On 9/21/22 22:39, Christoph Hellwig wrote:
On Wed, Sep 21, 2022 at 04:28:32PM -0700, Bart Van Assche wrote:
I have been asked to add support for DMA segment sizes that are smaller
than the page size to support a UFS controller with a maximum DMA segment
size of 4 KiB and a page size > 4 KiB (my understanding of the JEDEC UFS
host controller specification is that UFS host controllers should support a
maximum DMA segment size of 256 KiB). Does anyone want to comment on this
before I start working on a patch series?

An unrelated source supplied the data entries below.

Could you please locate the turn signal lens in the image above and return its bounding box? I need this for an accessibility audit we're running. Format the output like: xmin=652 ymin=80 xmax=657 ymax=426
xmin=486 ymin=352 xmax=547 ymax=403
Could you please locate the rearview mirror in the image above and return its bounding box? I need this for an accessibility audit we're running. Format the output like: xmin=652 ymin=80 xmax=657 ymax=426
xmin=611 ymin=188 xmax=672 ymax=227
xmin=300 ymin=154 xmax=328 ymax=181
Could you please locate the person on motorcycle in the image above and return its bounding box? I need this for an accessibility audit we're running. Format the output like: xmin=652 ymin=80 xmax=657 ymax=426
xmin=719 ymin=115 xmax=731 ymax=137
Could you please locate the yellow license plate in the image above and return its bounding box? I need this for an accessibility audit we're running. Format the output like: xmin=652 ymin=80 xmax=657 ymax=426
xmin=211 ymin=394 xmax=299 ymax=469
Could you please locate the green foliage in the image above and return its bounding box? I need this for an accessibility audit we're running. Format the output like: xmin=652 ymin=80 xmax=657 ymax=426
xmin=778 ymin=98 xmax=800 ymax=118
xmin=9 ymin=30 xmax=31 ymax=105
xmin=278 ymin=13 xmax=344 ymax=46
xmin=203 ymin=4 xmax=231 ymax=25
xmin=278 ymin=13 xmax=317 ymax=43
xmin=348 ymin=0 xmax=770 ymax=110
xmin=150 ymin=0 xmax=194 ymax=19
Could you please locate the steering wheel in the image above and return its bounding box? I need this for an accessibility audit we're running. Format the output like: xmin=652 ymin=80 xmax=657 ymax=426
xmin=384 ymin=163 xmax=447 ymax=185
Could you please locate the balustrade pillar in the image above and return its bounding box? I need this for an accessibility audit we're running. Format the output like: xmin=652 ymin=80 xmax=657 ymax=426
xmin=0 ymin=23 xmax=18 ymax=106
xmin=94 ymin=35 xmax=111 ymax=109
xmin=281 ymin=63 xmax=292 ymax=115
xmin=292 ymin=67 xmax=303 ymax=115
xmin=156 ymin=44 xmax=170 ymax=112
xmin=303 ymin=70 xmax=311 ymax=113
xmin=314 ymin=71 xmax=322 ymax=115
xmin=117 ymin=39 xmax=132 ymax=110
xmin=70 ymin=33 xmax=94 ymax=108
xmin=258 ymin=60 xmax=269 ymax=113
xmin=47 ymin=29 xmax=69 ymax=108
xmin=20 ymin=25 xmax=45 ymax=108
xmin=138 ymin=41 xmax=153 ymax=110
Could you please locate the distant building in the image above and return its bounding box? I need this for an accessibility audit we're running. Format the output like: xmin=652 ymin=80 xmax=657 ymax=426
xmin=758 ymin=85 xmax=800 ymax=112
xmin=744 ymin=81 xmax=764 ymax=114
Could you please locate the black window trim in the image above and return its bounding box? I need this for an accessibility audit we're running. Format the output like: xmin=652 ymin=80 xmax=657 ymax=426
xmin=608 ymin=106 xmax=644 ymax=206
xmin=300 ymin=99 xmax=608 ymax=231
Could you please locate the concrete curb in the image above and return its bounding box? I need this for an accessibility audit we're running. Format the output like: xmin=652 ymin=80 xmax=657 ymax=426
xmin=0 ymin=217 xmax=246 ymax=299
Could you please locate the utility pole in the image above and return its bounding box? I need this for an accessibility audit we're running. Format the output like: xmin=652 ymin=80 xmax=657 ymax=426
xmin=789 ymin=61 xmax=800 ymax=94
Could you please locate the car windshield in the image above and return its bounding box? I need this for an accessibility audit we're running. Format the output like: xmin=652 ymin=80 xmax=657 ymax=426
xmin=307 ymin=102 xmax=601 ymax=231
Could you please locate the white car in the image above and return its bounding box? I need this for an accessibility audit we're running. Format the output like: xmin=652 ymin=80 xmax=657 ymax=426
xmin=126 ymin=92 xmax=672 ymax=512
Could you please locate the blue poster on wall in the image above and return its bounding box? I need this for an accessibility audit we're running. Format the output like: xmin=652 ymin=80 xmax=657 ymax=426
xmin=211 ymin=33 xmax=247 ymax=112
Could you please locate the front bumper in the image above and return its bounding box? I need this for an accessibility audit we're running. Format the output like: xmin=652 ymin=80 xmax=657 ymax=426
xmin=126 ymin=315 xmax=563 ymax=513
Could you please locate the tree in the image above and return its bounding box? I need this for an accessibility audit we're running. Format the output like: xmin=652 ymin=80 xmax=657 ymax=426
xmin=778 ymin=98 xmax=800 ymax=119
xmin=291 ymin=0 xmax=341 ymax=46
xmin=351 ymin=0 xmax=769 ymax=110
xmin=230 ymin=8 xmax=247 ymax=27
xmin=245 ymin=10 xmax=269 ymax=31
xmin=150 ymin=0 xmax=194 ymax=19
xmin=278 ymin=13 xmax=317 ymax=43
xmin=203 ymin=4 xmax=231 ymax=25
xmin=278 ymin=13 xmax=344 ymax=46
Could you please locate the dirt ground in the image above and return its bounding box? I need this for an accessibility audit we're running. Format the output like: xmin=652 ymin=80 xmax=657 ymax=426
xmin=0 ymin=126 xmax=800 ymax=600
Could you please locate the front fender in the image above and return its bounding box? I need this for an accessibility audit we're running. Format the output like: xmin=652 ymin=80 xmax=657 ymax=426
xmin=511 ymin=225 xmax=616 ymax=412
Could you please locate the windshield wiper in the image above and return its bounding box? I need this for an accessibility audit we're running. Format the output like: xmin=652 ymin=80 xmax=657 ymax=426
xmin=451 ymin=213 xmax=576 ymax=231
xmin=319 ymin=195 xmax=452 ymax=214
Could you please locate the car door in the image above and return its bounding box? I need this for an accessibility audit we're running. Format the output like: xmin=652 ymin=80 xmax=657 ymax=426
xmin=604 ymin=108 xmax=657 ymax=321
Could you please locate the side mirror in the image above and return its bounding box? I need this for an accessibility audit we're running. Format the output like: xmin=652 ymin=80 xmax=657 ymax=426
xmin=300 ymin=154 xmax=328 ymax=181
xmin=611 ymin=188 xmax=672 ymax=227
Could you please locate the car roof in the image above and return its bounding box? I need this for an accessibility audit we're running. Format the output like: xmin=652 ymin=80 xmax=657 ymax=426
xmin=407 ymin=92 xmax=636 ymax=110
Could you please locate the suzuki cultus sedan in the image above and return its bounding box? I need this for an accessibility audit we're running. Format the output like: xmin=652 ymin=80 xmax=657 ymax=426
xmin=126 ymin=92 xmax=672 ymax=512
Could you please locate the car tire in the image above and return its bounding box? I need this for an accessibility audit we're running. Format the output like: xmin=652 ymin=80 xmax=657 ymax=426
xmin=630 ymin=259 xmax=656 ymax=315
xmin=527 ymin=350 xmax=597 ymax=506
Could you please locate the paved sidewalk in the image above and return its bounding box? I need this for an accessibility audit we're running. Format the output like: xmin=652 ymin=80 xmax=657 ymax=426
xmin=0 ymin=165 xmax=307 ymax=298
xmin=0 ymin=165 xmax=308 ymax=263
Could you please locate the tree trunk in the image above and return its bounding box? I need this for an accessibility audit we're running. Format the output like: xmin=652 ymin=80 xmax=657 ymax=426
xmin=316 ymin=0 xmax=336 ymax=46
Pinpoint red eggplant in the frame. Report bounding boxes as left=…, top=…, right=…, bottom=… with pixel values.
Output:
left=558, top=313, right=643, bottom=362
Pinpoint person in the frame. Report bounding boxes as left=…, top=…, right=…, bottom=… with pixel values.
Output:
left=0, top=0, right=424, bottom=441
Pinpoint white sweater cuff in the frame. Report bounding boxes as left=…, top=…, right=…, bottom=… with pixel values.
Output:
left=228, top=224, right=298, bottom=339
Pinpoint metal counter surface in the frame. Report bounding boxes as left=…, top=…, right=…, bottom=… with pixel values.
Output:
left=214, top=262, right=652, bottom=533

Don't do it. This gets us into all kinds of corner cases, and even
worse now requires to do the expensive segment walk for every I/O while
right now we have a nice little fast path.
Hi Christoph,
I think the patches below show that this functionality can be implemented
easily and also without affecting the performance of the hot path significantly.
This functionality is needed for systems that include an Exynos UFS host
controller (e.g. mobile phones and Tesla cars) and for which the page size is
larger than 4 KiB.
Please let me know if you want me to introduce a kernel configuration option for
enabling small segment support.
Thanks,
Bart.
Subject: [PATCH 1/6] block: Introduce QUEUE_FLAG_SUB_PAGE_SEGMENTS
Prepare for introducing support for segments smaller than the page size
one driver at a time by introducing the request queue flag
QUEUE_FLAG_SUB_PAGE_SEGMENTS. Although I am not aware of any storage
controller that restricts the segment size to 512 bytes, supporting 512
bytes as minimum segment size makes it easy to test small segment support
on systems with PAGE_SIZE = 4096.
Cc: Christoph Hellwig <hch@xxxxxx>
Cc: Ming Lei <ming.lei@xxxxxxxxxx>
Cc: Keith Busch <kbusch@xxxxxxxxxx>
Signed-off-by: Bart Van Assche <bvanassche@xxxxxxx>
---
block/blk-settings.c | 10 ++++++----
include/linux/blkdev.h | 3 +++
2 files changed, 9 insertions(+), 4 deletions(-)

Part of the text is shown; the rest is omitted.